Tienes que hacer un viaje de 1.000 kilómetros. Si coges un avión o te acomodas solo en tu gran cochazo, cuando llegues habrás lanzado a la atmósfera 250 kg de CO2. Elige el tren, o comparte un utilitario con tres amigos, y la cifra se reducirá hasta los 50 kg. Son los cálculos de un estudio publicado en la revista Environmental Science and Technology que analiza los efectos de los distintos medios de transporte en el calentamiento global.
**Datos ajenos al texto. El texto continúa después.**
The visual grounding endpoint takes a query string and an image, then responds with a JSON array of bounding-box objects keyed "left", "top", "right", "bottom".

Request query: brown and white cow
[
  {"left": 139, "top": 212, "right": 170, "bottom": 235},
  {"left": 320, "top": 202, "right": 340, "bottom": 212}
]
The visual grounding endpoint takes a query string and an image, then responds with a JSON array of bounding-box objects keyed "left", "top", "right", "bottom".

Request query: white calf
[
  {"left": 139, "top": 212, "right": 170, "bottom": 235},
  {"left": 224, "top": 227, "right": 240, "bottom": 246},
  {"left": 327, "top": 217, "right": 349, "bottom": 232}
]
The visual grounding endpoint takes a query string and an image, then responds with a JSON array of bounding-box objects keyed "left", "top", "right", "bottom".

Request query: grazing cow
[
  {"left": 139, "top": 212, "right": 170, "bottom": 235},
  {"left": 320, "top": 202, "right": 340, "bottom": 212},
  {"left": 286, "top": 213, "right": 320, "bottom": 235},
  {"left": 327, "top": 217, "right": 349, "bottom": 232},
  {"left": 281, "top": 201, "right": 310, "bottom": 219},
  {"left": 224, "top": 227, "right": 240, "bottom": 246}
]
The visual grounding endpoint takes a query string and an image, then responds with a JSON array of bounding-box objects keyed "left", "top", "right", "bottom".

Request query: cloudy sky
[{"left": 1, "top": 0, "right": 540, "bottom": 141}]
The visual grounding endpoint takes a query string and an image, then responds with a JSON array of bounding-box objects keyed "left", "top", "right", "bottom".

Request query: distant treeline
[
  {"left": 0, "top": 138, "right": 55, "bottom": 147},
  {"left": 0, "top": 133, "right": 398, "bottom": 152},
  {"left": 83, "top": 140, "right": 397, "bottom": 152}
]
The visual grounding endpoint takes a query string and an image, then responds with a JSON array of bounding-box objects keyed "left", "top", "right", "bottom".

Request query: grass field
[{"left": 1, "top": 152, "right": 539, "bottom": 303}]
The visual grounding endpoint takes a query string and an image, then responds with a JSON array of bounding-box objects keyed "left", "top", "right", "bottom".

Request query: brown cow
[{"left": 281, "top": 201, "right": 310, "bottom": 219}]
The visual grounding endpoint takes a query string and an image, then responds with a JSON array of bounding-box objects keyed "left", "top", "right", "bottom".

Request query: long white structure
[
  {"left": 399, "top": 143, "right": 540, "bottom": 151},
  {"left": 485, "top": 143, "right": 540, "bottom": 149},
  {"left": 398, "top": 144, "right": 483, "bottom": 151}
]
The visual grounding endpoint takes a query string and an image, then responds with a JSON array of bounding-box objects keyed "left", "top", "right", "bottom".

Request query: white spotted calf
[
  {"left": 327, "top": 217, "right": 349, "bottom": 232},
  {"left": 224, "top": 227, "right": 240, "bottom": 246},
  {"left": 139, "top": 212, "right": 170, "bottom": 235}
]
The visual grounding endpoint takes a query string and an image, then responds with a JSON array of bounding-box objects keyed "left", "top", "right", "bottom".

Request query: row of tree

Además del papel del CO2, la investigación se extiende a otros gases y aerosoles con efecto invernadero, como el ozono, óxidos de nitrógeno y algunos hidrocarburos, que no se incluyeron en el protocolo de Kioto y, por tanto, rara vez se tienen en cuenta a la hora de elaborar políticas medioambientales. Dado que muchos de ellos contribuyen además a la polución y pueden causar problemas de salud, “una reducción en sus emisiones supondría una ganancia doble”, según nos cuenta Jens Borken-Kleefeld, primer autor del estudio e investigador del Instituto Internacional de Análisis de Sistemas Aplicado (IIASA) en Viena. Y además podríamos beneficiarnos de ella relativamente pronto, ya que su tiempo de permanencia en la atmósfera es mucho menor que el del CO2.
El estudio constata que esos gases influyen poco en la huella ecológica de los coches, pero contribuyen considerablemente al calentamiento provocado por los aviones, “principalmente debido al ozono y a la formación de estelas, y especialmente por el gran aumento que está experimentando el transporte aéreo”, afirma Borken-Kleefeld.
Por ello, el campo de actuación para los automóviles debería centrarse en la búsqueda de motores más eficientes y combustibles renovables, desde el ámbito político. Los usuarios, por su parte, podrían provocar un cambio significativo si utilizaran más el transporte público, usaran coches más pequeños y los compartieran con otros dos o tres pasajeros.
En cuanto a la aviación, en opinión del experto, “una medida sencilla para paliar el impacto sería modificar los planes de vuelo para evitar la acumulación de estelas”. Para ello habría que añadir las presencias de las mismas a los programas que ya calculan las rutas según la información climática. Ya se ha demostrado que con variaciones de solo 1.000 metros en la altitud se obtendrían resultados muy beneficiosos.